O Ministério Público (M.ºP.º) junto do Serviço de Investigação Criminal (SIC), no âmbito das suas competências, assim como a acusação e a pronúncia que se lhe seguiram e de que este Tribunal tem conhecimento oficioso (Processo n.º 495-B/2015), consideram que os actos praticados pelos Recorrentes indiciam a prática de actos preparatórios de rebelião e de atentado contra o Presidente da República, previstos e punidos nos termos dos artigos 21.º n.º 1 e 23.º n.º 1, com referência ao artigo 28.º, todos da Lei n.º 23/10, de 3 de Dezembro, - Lei dos Crimes Contra a Segurança do Estado.

Só em sede de julgamento, em primeira instância, se pode concluir o contrário, ou seja, que o comportamento adoptado pelos Recorrentes não está tipificado como crime.

Na verdade, uma vez que os Recorrentes já foram acusados e pronunciados, e neste momento decorre o julgamento, é nesta sede, como se disse supra, que se deverá clarificar se os recorrentes cometeram ou não algum crime.

A providência aqui requerida, não tem este condão, pois, conforme já se afirmou no Acórdão n.º 236/13, deste Tribunal, “O Habeas Corpus não é (mais) um recurso, é uma providência extraordinária com natureza de acção autónoma com fim cautelar, destinada a pôr termo, em muito curto espaço de tempo, a uma situação ilegal de privação de liberdade”, pelo que não podem os recorrentes usar este expediente para conseguir um fim que só é alcançável com o recurso ordinário, que é a alteração da medida de coacção.

Em boa verdade, os recorrentes requereram a providência por não concordarem com a medida de coacção aplicada (prisão preventiva), por entenderem que à eles deveria ter sido aplicado outra medida, isto é, o termo de identidade e residência.

Como se demonstrou, não é este o escopo do habeas corpus.

Contrariamente ao que afirmam os Recorrentes, o Representante do Ministério Público informou ao Tribunal Supremo, a fls.31, que a prisão foi efectuada em flagrante delito, pelo que se regeu pelo Capítulo II da Lei n.º 18-A/92, Lei da Prisão Preventiva.

Decorre desta lei que o único requisito para se legalizar a prisão efectuada em flagrante delito é a infracção cometida corresponder a pena de prisão maior.

Ora, entendendo que a pena de prisão maior é o contrapolo da prisão correccional (inferior a dois anos), ela corresponde a pena superior a dois anos.
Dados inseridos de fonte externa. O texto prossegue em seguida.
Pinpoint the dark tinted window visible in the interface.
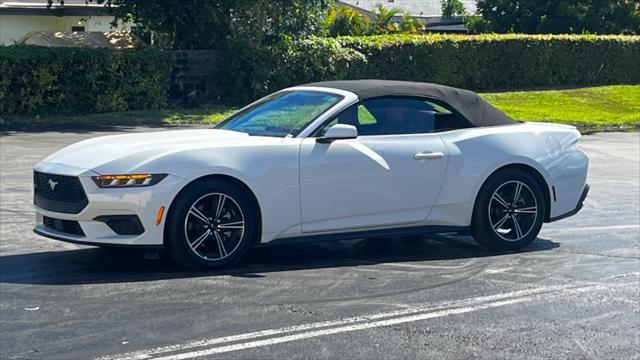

O Crime de que os recorrentes foram indiciados na altura, é punível com a pena de até 3 (três) anos, nos termos do artigo 28.º da Lei dos crimes contra a Segurança do Estado.

É do conhecimento deste Tribunal que os aqui Recorrentes já foram pronunciados pelos mesmos crimes de que foram indiciados e acusados.

Segundo o professor Grandão Ramos, in Direito Processual Penal, Noções Fundamentais, pags. 346 e 347, “A pronúncia representa a confirmação do juízo de probabilidade expresso na acusação pública ou privada a respeito da existência do crime, das circunstâncias em que foi cometido, da forma de participação do réu e do seu grau de responsabilidade.” Ainda na senda do mesmo tratadista, ela “significa a aceitação pelo juiz dos factos alegados na acusação…” e “fixa, em princípio, definitivamente, os factos e, com eles, o objecto do processo”.

Um dos objectivos do despacho de pronúncia é decidir sobre a situação carcerária dos réus (cfr n.º 5 do art. 366.º do CPP). Pressupõe dizer que qualquer irregularidade decorrente da detenção ou prisão, considera-se sanada pelo despacho de pronúncia.

Como acima dito a pretensão de fundo dos Recorrentes, com o presente recurso extraordinário de inconstitucionalidade, é a de cessação da prisão preventiva.

Contudo, tal pretensão não pode proceder por via da declaração de inconstitucionalidade do Acórdão do Tribunal Supremo que recusou o seu pedido de habeas corpus pois, como anteriormente dito, esse acórdão está conforme à Constituição e a prisão dos Recorrentes foi determinada com base na lei vigente aplicável à data.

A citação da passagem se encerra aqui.